An amphibrach (/ˈæmfɪbræk/) is a metrical foot used in Latin and Greek prosody. It consists of a long syllable between two short syllables. The word comes from the Greek ἀμφίβραχυς, amphíbrakhys, "short on both sides".

== Usage ==

=== English ===
In English accentual-syllabic poetry, an amphibrach is a stressed syllable surrounded by two unstressed syllables. It is rarely used as the overall meter of a poem, usually appearing only in a small amount of humorous poetry, children's poetry, and experimental poems. The individual amphibrachic foot often appears as a variant within, for instance, anapaestic meter.

It is the main foot used in the construction of the limerick, as in "There once was / a girl from / Nantucket." It was also used by the Victorians for narrative poetry, e.g. Samuel Woodworth's poem "The Old Oaken Bucket" (1817) beginning "How dear to / my heart are / the scenes of / my childhood." W. H. Auden's poem "O where are you going?" (1931) is a more recent and slightly less metrically-regular example. The amphibrach is also often used in ballads and light verse, such as the hypermetrical lines of Sir John Betjeman's poem "Meditation on the A30" (1966).

=== Russian ===
Amphibrachs are a staple meter of Russian poetry. A common variation in an amphibrachic line, in both Russian and English, is to end the line with an iamb, as Thomas Hardy does in "The Ruined Maid" (1901): "Oh did n't / you know I'd / been ru in'd / said she".

=== Polish ===
Amphibrachic metre is very popular in Polish literature. It can be found in romantic poetry in some works by Adam Mickiewicz and Juliusz Słowacki. The best known example is "Deszcz jesienny" (English: "Autumn rain"; 1908) by Leopold Staff. The amphibrach is believed to be suitable for lullabies. Usually Polish amphibrachic lines have feminine endings (for example the tetrametre ◡–◡◡–◡◡–◡◡–◡) but some poets experiment with masculine lines as well. In the poem "Walc" (English: "Waltz") from Czesław Miłosz's 1945 collection Ocalenie the first line is feminine, ◡–◡◡–◡◡–◡◡–◡, the second masculine, ◡–◡◡–◡◡–◡◡–, and so on. Jan Bolesław Ożóg experimented with irregular amphibrachic verse with different numbers of feet in successive lines. An example of this way of making verse is the poem Jemioła (Mistletoe), included in the book with the same title (1966).

== Examples ==

=== Dr. Seuss ===
Some books by Dr. Seuss contain many lines written in amphibrachs, such as these from If I Ran the Circus (1956):

All ready / to put up / the tents for / my circus.
I think I / will call it / the Circus / McGurkus.

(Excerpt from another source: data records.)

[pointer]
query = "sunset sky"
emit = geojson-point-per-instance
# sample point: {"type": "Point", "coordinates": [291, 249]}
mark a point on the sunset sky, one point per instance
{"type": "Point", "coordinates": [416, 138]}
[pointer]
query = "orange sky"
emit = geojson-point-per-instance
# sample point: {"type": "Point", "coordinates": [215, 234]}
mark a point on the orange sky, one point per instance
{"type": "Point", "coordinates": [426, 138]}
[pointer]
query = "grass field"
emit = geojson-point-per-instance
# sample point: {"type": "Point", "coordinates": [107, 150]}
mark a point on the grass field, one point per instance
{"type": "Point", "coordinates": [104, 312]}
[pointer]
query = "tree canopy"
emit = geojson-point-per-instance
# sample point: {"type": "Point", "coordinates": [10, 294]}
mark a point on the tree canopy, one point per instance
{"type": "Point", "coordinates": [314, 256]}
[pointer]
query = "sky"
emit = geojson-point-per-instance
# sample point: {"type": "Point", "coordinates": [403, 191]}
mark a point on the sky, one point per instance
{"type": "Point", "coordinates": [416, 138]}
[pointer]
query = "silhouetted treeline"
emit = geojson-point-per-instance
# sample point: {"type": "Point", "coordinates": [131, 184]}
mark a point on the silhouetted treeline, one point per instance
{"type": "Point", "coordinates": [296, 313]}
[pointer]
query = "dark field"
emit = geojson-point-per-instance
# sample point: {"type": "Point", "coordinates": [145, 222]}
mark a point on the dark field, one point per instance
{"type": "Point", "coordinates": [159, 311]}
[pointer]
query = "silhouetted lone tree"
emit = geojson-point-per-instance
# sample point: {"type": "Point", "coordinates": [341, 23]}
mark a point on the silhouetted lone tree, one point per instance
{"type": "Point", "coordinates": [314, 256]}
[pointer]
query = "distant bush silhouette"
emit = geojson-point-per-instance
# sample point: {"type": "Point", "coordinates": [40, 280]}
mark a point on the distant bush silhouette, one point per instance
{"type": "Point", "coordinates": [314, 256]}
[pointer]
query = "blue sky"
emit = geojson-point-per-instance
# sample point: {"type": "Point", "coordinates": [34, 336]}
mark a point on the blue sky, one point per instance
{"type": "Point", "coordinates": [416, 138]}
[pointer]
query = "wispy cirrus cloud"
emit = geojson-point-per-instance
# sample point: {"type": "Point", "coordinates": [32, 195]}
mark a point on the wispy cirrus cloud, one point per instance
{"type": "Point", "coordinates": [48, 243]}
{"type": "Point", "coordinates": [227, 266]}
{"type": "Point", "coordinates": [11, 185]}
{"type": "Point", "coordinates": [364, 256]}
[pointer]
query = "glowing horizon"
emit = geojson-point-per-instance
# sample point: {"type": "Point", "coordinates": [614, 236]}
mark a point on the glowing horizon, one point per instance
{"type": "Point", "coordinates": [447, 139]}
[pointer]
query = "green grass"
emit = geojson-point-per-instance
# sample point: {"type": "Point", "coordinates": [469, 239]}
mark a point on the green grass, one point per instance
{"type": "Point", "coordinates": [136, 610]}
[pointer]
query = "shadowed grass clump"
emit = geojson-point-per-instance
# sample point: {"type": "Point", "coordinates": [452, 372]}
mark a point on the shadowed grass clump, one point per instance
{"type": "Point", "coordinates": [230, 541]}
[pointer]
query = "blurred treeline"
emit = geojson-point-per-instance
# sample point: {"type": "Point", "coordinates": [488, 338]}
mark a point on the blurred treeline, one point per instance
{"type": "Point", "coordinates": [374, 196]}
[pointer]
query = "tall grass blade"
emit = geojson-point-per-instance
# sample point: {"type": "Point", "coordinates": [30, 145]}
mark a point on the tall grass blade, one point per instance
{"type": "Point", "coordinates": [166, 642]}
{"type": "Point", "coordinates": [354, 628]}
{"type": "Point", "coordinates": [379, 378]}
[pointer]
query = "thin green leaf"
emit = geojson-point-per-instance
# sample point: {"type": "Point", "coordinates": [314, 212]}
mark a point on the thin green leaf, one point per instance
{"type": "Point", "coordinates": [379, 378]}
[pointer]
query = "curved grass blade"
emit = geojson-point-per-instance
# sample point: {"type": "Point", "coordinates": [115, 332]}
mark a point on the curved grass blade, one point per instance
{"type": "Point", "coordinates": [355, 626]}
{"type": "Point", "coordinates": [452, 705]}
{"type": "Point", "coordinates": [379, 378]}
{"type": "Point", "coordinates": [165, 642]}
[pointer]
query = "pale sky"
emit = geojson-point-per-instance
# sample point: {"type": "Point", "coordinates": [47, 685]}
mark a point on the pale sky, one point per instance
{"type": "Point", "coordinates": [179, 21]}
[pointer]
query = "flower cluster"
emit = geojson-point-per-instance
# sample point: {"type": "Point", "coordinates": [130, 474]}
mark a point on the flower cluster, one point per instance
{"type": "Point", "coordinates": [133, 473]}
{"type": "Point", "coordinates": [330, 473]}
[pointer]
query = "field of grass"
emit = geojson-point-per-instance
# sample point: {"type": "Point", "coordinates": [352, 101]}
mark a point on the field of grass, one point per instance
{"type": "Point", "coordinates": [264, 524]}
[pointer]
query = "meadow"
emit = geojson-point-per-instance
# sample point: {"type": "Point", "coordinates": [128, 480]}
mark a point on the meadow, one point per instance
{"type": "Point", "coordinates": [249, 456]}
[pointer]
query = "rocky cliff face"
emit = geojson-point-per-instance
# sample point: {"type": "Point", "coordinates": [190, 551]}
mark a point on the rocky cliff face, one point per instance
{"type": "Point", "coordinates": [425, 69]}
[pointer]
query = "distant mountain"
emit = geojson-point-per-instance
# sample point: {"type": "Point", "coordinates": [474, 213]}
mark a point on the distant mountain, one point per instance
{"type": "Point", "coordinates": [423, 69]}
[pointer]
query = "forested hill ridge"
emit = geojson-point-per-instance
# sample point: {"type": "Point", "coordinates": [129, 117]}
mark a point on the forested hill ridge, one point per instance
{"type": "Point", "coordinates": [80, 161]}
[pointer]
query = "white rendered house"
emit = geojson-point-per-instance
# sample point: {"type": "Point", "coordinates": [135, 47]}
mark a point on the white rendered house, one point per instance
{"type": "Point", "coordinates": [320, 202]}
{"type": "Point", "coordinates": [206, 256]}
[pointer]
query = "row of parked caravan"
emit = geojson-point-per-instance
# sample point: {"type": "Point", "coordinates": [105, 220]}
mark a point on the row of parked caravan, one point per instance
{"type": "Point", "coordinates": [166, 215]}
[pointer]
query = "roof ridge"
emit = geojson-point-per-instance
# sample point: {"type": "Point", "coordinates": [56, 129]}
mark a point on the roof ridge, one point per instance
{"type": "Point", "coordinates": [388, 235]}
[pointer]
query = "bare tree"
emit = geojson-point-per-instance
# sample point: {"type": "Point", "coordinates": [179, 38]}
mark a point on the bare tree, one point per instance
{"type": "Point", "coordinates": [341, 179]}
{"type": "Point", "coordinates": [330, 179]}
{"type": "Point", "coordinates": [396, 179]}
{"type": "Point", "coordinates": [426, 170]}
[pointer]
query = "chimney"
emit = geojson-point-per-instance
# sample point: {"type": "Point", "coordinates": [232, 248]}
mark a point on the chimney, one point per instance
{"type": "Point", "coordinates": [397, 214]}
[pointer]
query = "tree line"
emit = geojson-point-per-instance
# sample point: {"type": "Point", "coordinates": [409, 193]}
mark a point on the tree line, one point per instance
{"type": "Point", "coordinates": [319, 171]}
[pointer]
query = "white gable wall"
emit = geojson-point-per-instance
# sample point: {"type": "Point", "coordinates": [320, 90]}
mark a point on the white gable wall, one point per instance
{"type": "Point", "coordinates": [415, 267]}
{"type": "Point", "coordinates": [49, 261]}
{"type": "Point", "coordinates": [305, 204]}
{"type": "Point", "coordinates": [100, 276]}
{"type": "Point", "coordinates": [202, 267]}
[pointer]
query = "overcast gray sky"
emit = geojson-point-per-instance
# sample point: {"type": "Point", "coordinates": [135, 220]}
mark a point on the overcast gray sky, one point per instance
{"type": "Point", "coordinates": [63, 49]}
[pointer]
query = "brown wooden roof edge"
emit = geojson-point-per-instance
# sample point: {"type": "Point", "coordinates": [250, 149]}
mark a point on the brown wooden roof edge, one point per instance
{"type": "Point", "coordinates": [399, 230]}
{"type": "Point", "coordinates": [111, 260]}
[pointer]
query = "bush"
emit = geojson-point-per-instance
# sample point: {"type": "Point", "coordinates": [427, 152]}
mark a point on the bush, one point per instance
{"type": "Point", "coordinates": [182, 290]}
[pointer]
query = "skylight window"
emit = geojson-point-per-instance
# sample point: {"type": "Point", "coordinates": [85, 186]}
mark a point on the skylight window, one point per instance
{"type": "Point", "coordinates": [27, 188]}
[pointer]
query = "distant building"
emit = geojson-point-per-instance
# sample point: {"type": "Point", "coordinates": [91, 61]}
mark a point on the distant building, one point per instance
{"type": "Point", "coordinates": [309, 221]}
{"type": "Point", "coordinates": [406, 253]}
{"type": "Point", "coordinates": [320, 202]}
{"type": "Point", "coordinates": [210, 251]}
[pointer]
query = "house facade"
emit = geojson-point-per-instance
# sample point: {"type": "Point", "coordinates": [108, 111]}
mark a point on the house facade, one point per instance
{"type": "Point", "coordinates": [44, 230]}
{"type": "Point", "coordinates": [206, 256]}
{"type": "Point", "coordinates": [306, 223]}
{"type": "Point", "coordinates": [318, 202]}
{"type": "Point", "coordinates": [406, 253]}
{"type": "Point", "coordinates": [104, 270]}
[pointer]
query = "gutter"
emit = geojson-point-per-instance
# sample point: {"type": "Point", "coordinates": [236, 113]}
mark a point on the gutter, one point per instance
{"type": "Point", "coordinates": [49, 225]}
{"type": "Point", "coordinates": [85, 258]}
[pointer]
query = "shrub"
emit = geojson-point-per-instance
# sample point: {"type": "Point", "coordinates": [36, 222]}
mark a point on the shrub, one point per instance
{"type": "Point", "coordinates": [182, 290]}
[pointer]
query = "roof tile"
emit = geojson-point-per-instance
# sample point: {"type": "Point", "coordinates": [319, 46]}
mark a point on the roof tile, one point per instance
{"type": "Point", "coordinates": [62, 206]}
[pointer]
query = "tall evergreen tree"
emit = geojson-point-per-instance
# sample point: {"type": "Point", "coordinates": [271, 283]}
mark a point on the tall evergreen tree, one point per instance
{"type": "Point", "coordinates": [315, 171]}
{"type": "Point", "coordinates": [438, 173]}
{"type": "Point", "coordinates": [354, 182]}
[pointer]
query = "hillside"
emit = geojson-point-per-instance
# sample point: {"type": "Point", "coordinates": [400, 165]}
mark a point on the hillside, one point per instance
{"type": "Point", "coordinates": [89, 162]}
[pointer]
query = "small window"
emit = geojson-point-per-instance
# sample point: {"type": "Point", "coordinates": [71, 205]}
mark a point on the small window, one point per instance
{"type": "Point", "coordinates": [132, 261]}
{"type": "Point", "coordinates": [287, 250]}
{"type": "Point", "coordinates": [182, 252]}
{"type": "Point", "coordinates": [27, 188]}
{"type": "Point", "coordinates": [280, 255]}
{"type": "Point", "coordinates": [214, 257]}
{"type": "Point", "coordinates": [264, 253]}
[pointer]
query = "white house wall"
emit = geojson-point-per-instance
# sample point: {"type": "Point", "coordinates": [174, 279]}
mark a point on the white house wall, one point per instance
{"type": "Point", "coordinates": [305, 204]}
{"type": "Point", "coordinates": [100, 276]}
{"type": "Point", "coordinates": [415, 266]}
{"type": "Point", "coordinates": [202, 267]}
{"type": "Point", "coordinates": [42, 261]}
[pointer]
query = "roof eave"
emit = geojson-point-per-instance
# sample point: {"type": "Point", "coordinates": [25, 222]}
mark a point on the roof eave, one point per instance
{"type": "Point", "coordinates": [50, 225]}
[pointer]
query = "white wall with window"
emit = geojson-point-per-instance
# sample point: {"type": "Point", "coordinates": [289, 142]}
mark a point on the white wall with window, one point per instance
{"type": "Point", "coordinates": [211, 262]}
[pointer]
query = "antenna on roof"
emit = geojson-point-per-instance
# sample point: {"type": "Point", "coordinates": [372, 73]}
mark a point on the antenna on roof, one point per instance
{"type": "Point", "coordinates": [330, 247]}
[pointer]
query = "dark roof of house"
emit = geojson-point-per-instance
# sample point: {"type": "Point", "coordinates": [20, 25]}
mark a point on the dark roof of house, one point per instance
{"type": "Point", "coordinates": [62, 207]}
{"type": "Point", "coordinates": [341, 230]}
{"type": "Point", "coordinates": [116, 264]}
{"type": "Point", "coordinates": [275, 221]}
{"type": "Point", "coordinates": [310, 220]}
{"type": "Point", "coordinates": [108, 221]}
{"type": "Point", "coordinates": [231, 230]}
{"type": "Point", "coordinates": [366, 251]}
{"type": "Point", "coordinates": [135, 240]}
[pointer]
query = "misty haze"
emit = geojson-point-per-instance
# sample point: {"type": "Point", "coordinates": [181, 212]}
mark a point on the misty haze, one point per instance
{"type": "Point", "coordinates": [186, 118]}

And NOW comes / an act of / Enormous / Enormance!
No former / performer's / performed this / performance!

=== A Visit from St. Nicholas ===
Clement Clarke Moore's popular Christmas poem "A Visit from St. Nicholas" is written mostly in anapestic tetrameter ("'Twas the Night before Christmas, when all through the house…") but shifts into amphibrachs when St. Nick calls his reindeer by name:

Now, Dasher! / now, Dancer! / now, Prancer / and Vixen!
On, Comet! / on, Cupid! / on, Donder / and Blitzen!

=== Famous Blue Raincoat ===
Much of Leonard Cohen's song "Famous Blue Raincoat" (1971) is written in amphibrachs, e.g. the first verse (the first foot of the third line has only two syllables and begins in the second syllable):

It's four in / the morning, / the end of / December
I'm writing / you now just / to see if / you're better
___ New York / is cold, but / I like where / I'm living
There's music / on Clinton / Street all through / the evening.